I am not a shopper. If I could afford a
personal shopper, I would have one. It is just too irritating to wander store to store and haul several different sizes back to the dressing room with you (because if you only shop once every 2-3 years like I do, clothing manufacturers can change “size” dimensions on you and it is not reliable to just pick the same size number that you have in your closet). And that’s just clothes. Then there are the hundreds of other items you need: groceries, tools, jam jars, towels, a bike helmet, etc.
And THEN there are “personal” items. I mean men-strew-AY-shun (as our middle school nurse pronounced it) supplies. My personal favorite solution has been to order in bulk from Gaiam. Except that a few years ago they stopped carrying their
unbleached pads. Between having a baby and having about 5 boxes already stocked up, it has taken until now for this type of shopping to become an issue.
(Incidentally, I believe it was the unbleached pads that led to my older son’s birth being treated as a “
mec birth.” When I got to the hospital late in transition, the triage nurse asked what color the amniotic fluid was. I was, as I said, late in transition, and not in the mood to explain that “well it was hard to tell because I’d also urinated at the time it broke so the toilet paper didn’t reveal much and then I had on dark undies and by the time I thought to put a pad in I wasn’t in the mood to discern the color” so I grunted: “Check the pad.” Which was still attached to my undies lying in a corner of the triage room. She said “oh – it’s a little yellow.” And so Avery was born with a pediatric team in place and whisked off to the cart to have his breathing (despite his loud, lusty wails) assessed. When I got home I realized that even tap water will appear yellow when poured on unbleached fibers. But that’s water under the bridge, so to speak)
In my mind a suitable menstruation product should meet several criteria:
1. Avoid waste.
Think of all the time that goes into making and individually sealing a pad or tampon that gets used for a few hours and then thrown away. Reuse is always an important consideration.

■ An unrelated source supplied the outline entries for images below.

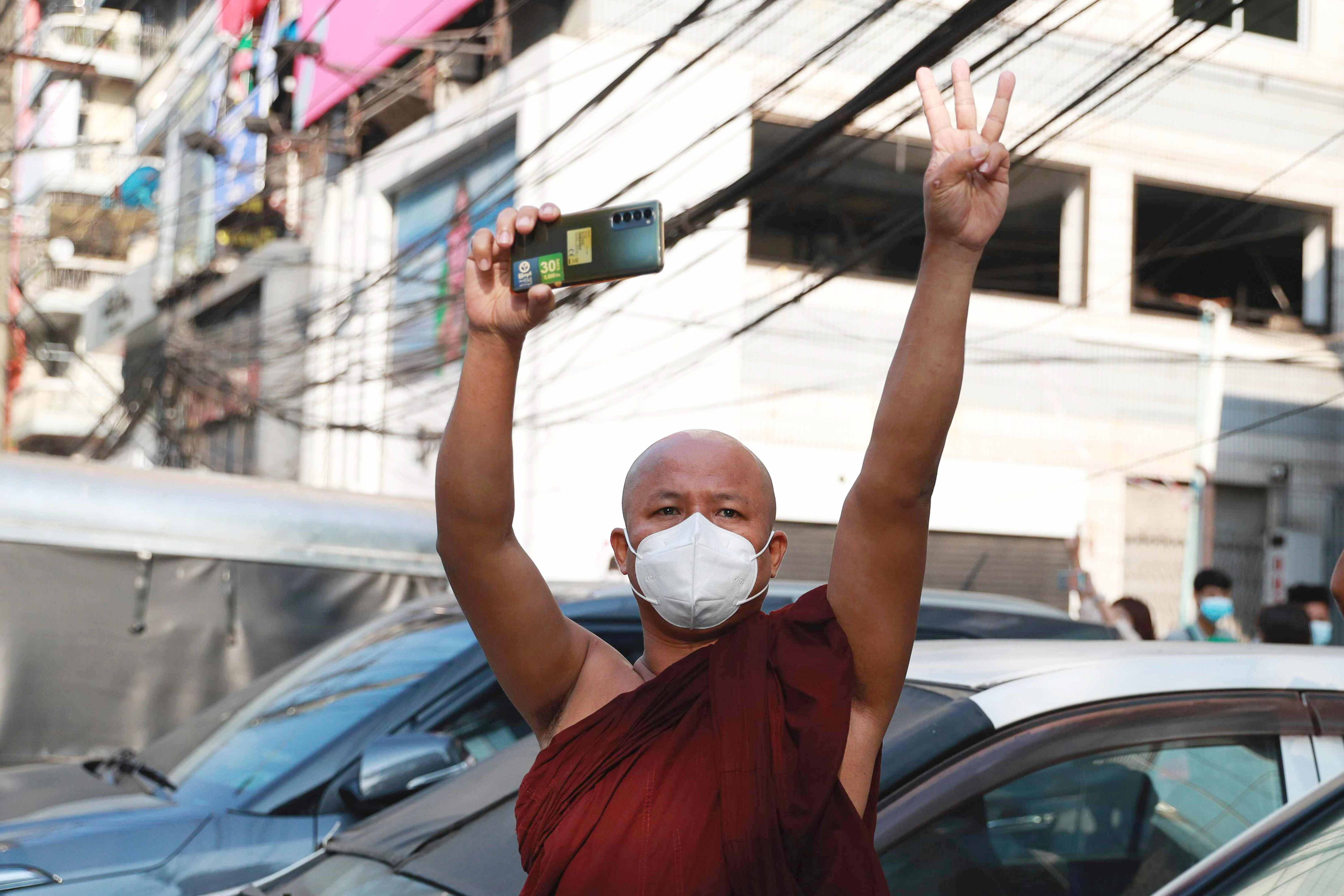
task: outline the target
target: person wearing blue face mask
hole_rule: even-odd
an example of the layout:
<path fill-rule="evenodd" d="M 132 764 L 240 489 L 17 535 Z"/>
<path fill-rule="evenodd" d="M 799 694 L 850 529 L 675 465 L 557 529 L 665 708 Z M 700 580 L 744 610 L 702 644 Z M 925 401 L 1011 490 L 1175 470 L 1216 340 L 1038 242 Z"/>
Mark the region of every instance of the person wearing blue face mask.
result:
<path fill-rule="evenodd" d="M 1335 637 L 1331 622 L 1331 590 L 1324 584 L 1294 584 L 1288 590 L 1288 602 L 1306 611 L 1312 623 L 1312 643 L 1329 643 Z"/>
<path fill-rule="evenodd" d="M 1236 641 L 1231 631 L 1218 625 L 1232 615 L 1232 578 L 1222 570 L 1200 570 L 1195 576 L 1195 603 L 1199 615 L 1188 626 L 1176 629 L 1168 641 Z"/>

2. Promote the body’s natural processes.
Toxic shock syndrome had largely faded from the spotlight by the time I was an adolescent. Nonetheless, something has always seemed wrong about stuffing a fibrous mass in the vagina to absorb (and in effect block) the flow of blood. I guess
tampons have been around in one form or another since the beginning of civilization. And women seem to use them without ill effect. But, okay, they’re just not for me. That includes
sea sponges.
3. Avoid chemical exposure. Manufacturers claim to have removed the elements of the bleaching process that produced dioxin. But I’m not enough of a chemist to know whether I should trust that and whether anything that uses a chlorine bleaching process is safe to put in or around one’s vagina.
4. All the usual concerns
Coverage. Portability. Discreetness (especially with two young boys in the house, one of whom equates any blood to serious injury and harm). Comfort.
So what am I left with? The best options seem to be
reusable pads or a
menstrual cup.
But, honestly, both put me slightly outside my comfort zone. In fact, my former neighbor and I had a discussion about this very topic four or five years ago. We agreed that it made sense and yet we were uneasy at the thought of the storage, cleaning and care of these products. And she had home births and I was a midwife wannabe.
Which is further evidence to me of how out of touch we women (Western Women? American Women? Middle-Class White American Women?) are with our bodies. What cultural messages have we received that make it perfectly acceptable – barely noticeable, really – to put bleached cotton in our vaginas starting at age 13 but leave us unwilling to use a little rubber cup? Or make the use of a disposable pad fine, but not so for a cloth one that we’d have to clean.
Is it the difference of having a white tube for tampon insertion and a pull string for removal versus possibly having to touch ourselves inside and out? Is it an issue of being able to minimize our bloodiness by throwing out the evidence instead of confronting it?
I’m guessing feminists have already written on this (something to dig around for another day), but an argument could easily be made that the mainstream menstruation products make it easy to ignore (that’s the generous description; a militant would say “are designed to rob us of ”) this amazing and significant symbol of our femininity.